Huddersfield Town's 1988–89 campaign was a fairly unsuccessful campaign following the disastrous relegation the previous season. Under the leadership of former Ireland manager Eoin Hand, a disastrous end to the season saw Town finish 14th, just 6 points and 7 places above the relegation zone, despited the 33 goals from Craig Maskell.

Squad at the start of the season

Review
Following the disastrous campaign orchestrated by Steve Smith and Malcolm Macdonald the previous season, it was up to former Ireland manager Eoin Hand and assistant Peter Withe to try to recover Town's perilous position in the 3rd tier of English football. At the start of the season, Town seemed to register a loss and a win every alternate week.
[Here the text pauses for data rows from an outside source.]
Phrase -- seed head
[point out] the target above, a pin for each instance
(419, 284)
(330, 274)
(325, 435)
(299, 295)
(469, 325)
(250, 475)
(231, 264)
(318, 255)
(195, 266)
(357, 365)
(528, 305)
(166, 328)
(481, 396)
Although new signing Craig Maskell (bought using the money funded by the sale of Duncan Shearer during the close-season.) started to score the goals that would try to bring Town up to the play-off spots.

The season did not bring much joy to the Town fans probably still reeling from relegation the previous season, although Town did bring some joy with some good results during January and February, as well as a narrow defeat by soon-to-be promoted Sheffield United in the FA Cup restored some pride to the beleaguered fans.
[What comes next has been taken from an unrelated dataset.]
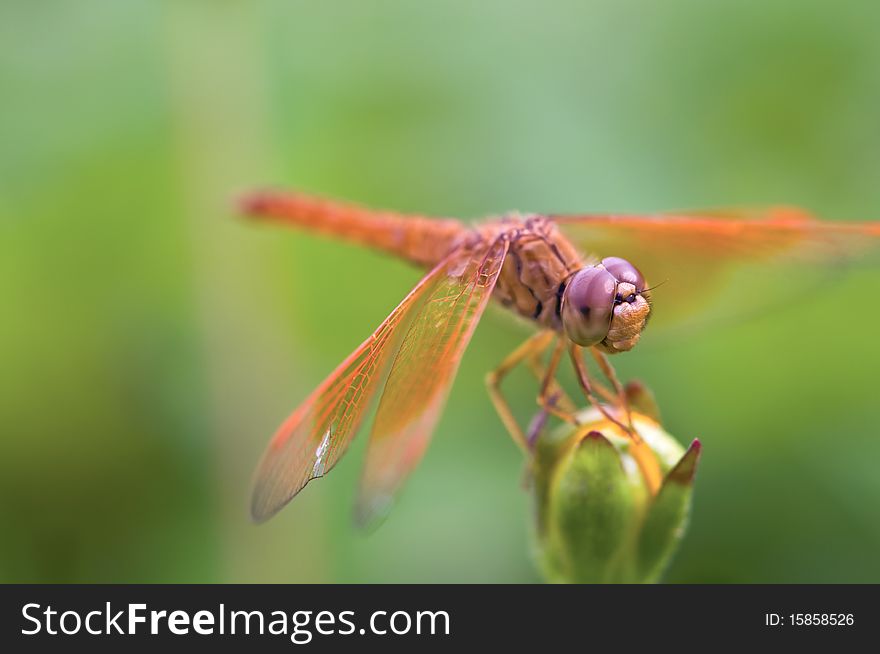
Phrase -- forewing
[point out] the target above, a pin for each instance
(728, 262)
(310, 442)
(421, 377)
Also during the season Town recorded their biggest ever away league victory – a 6–0 thrashing of Bury at Gigg Lane. Bizarrely, Town would lose 6–0 at Bury the following season. In the last 7 games, Town lost 5 of them and drew the other 2. But, on a positive note, Craig Maskell broke a post-war goalscoring record of 32 goals set by Jimmy Glazzard in the 1954–55 season, by scoring his 33rd goal of the season in the last game of the season at home to Wigan Athletic.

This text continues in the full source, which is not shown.